Botok menilai hal terpenting setelah adanya komitmen tersebut adalah memastikan janji itu benar-benar dilaksanakan.
“Ya tinggal meyakinkan saja bagaimana aplikasinya,” kata Botok setelah mendengarkan penjelasan DPR terkait target penyelesaian RUU Perampasan Aset.
Sebelumnya, Botok juga meminta adanya jaminan tertulis mengenai tanggal pengesahan.
Ia menegaskan pimpinan DPR harus bertanggung jawab apabila komitmen yang telah disepakati tidak terealisasi.
Dalam kesepakatan tersebut, pimpinan DPR menyatakan akan mendorong seluruh pihak yang terlibat dalam pembentukan RUU Perampasan Aset, termasuk Komisi III DPR dan pemerintah, agar proses pembahasannya berjalan sungguh-sungguh, terukur, efektif, dan sesuai ketentuan.
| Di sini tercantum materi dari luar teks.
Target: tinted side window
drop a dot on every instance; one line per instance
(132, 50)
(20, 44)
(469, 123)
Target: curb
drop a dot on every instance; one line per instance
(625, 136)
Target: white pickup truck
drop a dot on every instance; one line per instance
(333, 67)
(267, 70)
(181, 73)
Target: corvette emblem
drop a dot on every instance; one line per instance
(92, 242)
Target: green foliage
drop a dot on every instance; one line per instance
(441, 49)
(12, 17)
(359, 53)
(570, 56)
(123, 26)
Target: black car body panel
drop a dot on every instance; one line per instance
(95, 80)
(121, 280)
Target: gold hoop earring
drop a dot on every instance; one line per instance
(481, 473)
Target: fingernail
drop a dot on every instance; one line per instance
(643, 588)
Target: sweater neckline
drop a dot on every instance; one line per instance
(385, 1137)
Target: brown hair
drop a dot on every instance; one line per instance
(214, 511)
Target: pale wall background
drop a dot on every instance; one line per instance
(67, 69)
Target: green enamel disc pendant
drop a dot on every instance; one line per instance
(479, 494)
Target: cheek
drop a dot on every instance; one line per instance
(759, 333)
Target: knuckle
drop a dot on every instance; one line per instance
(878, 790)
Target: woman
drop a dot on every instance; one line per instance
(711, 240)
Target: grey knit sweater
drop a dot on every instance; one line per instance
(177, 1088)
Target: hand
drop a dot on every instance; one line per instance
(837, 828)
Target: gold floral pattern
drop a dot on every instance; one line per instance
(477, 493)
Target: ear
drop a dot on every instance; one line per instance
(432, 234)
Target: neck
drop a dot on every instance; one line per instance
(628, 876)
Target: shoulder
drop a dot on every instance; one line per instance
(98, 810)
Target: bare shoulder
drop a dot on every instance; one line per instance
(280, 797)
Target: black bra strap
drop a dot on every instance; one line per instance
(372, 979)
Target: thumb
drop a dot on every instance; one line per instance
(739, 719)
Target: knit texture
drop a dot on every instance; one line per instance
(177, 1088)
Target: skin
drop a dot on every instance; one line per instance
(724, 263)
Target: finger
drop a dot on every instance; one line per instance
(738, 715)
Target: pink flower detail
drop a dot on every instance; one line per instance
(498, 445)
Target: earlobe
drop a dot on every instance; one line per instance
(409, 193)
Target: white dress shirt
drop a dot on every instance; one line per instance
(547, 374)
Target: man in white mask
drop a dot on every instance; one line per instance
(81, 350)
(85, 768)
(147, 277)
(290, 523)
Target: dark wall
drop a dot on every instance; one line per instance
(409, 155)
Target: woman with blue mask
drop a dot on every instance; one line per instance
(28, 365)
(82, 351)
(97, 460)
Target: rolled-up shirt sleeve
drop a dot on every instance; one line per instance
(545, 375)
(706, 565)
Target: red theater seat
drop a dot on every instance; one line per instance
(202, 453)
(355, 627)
Pimpinan DPR juga berkomitmen agar pembentukan RUU Perampasan Aset diselesaikan paling lambat 15 Desember 2026.
Wakil Ketua DPR Sufmi Dasco Ahmad memastikan komitmen tersebut telah disepakati pimpinan DPR.
“Sudah ada persetujuan pimpinan DPR berkomitmen untuk menyelesaikan undang-undang ini tepat waktu,” kata Dasco di Kompleks Parlemen, Jakarta.
Selain meminta kepastian waktu pengesahan, AMPB juga menuntut agar pemberantasan korupsi dilakukan secara lebih tegas.
Sebelum aksi berlangsung, Botok menyebut dua tuntutan utama kelompoknya adalah pengesahan RUU Perampasan Aset serta penerapan hukuman mati bagi koruptor.
Botok menegaskan kedatangan AMPB ke Jakarta bukan untuk membuat kerusuhan.
Ia menyebut aksi tersebut sebagai bentuk penyampaian aspirasi masyarakat terkait pemberantasan korupsi.
Setelah audiensi, AMPB mendapatkan ruang untuk memberikan masukan terhadap RUU Perampasan Aset melalui Rapat Dengar Pendapat Umum (RDPU) di Komisi III DPR.
Dasco menyatakan aspirasi AMPB dapat menjadi bahan dalam pembahasan RUU tersebut.
Komitmen tersebut sekaligus menjadi titik akhir aksi AMPB pada Kamis siang.
Setelah hasil audiensi disampaikan kepada massa, peserta aksi kemudian membubarkan diri dan meninggalkan kawasan Gedung DPR/MPR RI secara tertib.
Bus yang membawa massa AMPB bergerak meninggalkan kawasan Senayan.
Namun, pembubaran massa bukan berarti pengawalan terhadap RUU Perampasan Aset berakhir.
AMPB menyatakan akan terus mengawasi pelaksanaan komitmen DPR tersebut.
Tanggal 15 Desember 2026 kini menjadi tenggat yang akan ditunggu.
Jika RUU Perampasan Aset tidak disahkan sesuai komitmen, AMPB telah menyatakan akan kembali mendatangi Gedung DPR RI untuk menagih janji tersebut.
Dengan demikian, aksi AMPB pada 27 Agustus tidak berakhir hanya dengan pernyataan lisan.
Massa membawa pulang sebuah komitmen tertulis mengenai target penyelesaian RUU Perampasan Aset, sementara Botok dan AMPB menyatakan akan mengawal realisasinya hingga batas waktu yang telah disepakati.